Whereas this evaluation could be carried out manually, thread dump evaluation instruments like fastThread automate the method. fastThread generates a “CPU Spike” part that highlights threads that have been persistently within the RUNNABLE
state throughout a number of dumps. Nevertheless, this technique gained’t point out the precise share of CPU every thread is consuming.
Disadvantages
This technique will present all threads within the RUNNABLE
state, no matter their precise CPU consumption. For instance, threads consuming 80% of CPU and threads consuming solely 5% will each seem. It wouldn’t present the precise CPU consumption of particular person threads, so you will have to deduce the severity of the spike, based mostly on thread conduct and execution patterns.
3. Analyzing RUNNABLE State Threads From a Single Dump
Generally, it’s possible you’ll solely have a single snapshot of a thread dump. In such circumstances, the method of evaluating a number of dumps can’t be utilized. Nevertheless, you’ll be able to nonetheless try to diagnose CPU spikes by specializing in the threads within the RUNNABLE
state. One factor to notice is that the JVM classifies all threads working native strategies as RUNNABLE
, however many native strategies (like java.internet.SocketInputStream.socketRead0()
) don’t execute code and as a substitute simply anticipate I/O operations.

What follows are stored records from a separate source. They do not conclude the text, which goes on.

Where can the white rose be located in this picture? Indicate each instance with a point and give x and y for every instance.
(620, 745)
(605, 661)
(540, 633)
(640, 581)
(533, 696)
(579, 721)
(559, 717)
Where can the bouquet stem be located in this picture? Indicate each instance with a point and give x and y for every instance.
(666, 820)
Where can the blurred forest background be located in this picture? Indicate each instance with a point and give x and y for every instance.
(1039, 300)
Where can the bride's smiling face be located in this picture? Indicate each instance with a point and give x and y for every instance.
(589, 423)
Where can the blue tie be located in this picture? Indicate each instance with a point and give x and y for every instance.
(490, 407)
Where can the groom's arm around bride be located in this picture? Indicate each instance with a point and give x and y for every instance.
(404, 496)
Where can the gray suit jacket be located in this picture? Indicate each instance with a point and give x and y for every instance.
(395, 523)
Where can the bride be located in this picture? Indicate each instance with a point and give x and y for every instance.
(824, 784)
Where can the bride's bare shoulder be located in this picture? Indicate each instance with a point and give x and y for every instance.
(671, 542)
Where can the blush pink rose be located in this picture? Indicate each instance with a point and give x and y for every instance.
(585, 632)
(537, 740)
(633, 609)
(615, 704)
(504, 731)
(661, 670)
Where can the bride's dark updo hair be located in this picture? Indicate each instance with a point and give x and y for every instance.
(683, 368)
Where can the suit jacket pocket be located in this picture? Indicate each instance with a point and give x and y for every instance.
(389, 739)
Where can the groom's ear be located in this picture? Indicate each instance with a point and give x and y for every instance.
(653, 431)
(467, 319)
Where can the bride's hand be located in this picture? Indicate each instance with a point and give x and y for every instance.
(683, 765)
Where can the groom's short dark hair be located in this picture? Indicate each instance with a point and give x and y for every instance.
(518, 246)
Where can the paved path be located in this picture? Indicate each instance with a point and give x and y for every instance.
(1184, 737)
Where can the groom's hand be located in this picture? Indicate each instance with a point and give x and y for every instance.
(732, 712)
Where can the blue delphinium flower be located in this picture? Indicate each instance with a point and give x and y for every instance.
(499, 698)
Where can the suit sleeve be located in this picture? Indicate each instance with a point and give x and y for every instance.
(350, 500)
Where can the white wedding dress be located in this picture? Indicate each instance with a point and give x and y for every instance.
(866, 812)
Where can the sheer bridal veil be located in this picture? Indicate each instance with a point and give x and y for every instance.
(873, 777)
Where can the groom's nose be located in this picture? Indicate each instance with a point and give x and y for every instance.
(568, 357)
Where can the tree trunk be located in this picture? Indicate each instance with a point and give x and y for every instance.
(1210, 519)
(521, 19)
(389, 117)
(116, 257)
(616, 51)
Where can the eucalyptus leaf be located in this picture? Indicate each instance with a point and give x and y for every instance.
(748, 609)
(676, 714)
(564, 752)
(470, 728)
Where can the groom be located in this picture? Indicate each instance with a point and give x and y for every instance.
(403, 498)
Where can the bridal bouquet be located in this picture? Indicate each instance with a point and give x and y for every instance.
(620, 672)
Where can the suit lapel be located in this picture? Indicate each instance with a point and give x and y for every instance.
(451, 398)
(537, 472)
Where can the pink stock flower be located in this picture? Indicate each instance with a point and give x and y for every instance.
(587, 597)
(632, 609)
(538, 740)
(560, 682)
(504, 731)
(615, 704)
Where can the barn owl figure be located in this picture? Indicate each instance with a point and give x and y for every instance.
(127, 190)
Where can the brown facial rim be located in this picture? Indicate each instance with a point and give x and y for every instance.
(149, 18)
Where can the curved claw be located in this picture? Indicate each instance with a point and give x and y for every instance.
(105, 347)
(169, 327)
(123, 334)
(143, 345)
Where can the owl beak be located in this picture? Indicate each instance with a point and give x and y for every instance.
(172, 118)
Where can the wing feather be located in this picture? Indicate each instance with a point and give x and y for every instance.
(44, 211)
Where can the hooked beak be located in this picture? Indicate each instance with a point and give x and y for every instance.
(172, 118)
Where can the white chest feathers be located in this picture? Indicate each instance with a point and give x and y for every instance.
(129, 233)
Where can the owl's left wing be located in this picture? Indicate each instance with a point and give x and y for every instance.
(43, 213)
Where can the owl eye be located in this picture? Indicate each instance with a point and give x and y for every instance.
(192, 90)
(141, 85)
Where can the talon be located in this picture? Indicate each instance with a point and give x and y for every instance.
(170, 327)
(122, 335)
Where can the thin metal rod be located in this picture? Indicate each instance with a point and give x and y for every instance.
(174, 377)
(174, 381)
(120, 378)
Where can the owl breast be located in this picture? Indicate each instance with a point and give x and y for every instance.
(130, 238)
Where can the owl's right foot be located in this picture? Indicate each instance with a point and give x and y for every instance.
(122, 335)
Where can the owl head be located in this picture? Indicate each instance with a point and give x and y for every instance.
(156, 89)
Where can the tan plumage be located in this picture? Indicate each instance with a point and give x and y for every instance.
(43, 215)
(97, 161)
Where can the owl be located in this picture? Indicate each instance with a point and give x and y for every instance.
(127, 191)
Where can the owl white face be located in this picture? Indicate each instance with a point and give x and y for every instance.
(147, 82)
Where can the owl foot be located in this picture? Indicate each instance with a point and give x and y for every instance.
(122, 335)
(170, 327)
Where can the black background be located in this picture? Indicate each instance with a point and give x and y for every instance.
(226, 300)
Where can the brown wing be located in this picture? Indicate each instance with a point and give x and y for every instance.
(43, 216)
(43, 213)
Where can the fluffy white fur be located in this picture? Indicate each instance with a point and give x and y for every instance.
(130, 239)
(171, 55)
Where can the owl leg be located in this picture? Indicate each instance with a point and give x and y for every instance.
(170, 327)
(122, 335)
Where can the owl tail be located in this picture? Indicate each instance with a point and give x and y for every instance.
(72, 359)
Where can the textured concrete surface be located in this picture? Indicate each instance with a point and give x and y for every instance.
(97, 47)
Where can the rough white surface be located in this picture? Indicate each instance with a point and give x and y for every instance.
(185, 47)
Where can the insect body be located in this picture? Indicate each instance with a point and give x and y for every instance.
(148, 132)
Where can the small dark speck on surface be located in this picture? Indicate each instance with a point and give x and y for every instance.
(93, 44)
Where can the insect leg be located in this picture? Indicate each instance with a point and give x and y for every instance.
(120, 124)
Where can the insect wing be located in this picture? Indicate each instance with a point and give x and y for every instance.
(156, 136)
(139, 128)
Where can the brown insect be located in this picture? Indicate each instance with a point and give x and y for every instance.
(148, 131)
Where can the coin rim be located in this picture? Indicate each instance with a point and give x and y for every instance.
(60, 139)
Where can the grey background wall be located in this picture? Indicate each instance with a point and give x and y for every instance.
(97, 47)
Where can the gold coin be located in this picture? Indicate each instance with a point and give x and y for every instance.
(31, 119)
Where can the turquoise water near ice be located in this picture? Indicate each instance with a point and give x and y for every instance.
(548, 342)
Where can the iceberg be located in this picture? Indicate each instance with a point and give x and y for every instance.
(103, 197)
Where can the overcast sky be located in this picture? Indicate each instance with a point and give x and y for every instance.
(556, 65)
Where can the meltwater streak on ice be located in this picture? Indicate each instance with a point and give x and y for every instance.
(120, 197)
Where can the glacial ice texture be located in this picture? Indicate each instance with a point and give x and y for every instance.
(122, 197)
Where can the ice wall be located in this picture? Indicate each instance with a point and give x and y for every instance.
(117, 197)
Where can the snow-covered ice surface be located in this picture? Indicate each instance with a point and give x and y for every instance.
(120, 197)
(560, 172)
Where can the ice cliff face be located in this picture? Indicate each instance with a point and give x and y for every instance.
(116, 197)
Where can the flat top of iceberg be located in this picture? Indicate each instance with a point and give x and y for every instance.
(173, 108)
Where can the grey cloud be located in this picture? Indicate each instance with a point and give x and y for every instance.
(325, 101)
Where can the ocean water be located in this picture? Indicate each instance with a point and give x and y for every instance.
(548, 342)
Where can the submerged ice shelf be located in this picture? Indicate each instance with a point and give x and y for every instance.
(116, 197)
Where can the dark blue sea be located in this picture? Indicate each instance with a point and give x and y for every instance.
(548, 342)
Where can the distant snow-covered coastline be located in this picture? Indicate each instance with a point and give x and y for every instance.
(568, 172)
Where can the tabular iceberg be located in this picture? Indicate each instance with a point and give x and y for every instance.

To keep away from being misled by such threads, you’ll have to filter out these false positives and concentrate on the precise RUNNABLE
state threads. This course of could be tedious, however fastThread automates it by filtering out these deceptive threads in its “CPU Consuming Threads” part, permitting you to concentrate on the actual culprits behind the CPU spike.
Disadvantages
This technique has a few disadvantages:
- A thread may be briefly within the
RUNNABLE
state however might rapidly transfer toWAITING
orTIMED_WAITING
(i.e., non-CPU-consuming states). In such circumstances, counting on a single snapshot might result in deceptive conclusions in regards to the thread’s affect on CPU consumption. - Much like technique #2, it can present all threads within the
RUNNABLE
state, no matter their precise CPU consumption. For instance, threads consuming 80% of CPU and threads consuming solely 5% will each seem. It wouldn’t present the precise CPU consumption of particular person threads, so you will have to deduce the severity of the spike, based mostly on thread conduct and execution patterns.
Case Research: Diagnosing CPU Spikes in a Main Buying and selling Software
In a single case, a significant buying and selling software skilled extreme CPU spikes, considerably affecting its efficiency throughout crucial buying and selling hours. By capturing thread dumps and making use of the tactic #1 mentioned above, we recognized that the basis trigger was the usage of a non-thread-safe information construction. A number of threads have been concurrently accessing and modifying this information construction, resulting in extreme CPU consumption. As soon as the difficulty was recognized, the event crew changed the non-thread-safe information construction with a thread-safe various, which eradicated the competition and drastically decreased CPU utilization. For extra particulars on this case examine, learn extra here.
Conclusion
Diagnosing CPU spikes in Java functions could be difficult, particularly when conventional APM instruments fall brief. By utilizing non-intrusive strategies like analyzing thread dumps and specializing in RUNNABLE
state threads, you’ll be able to pinpoint the precise reason for the CPU spike.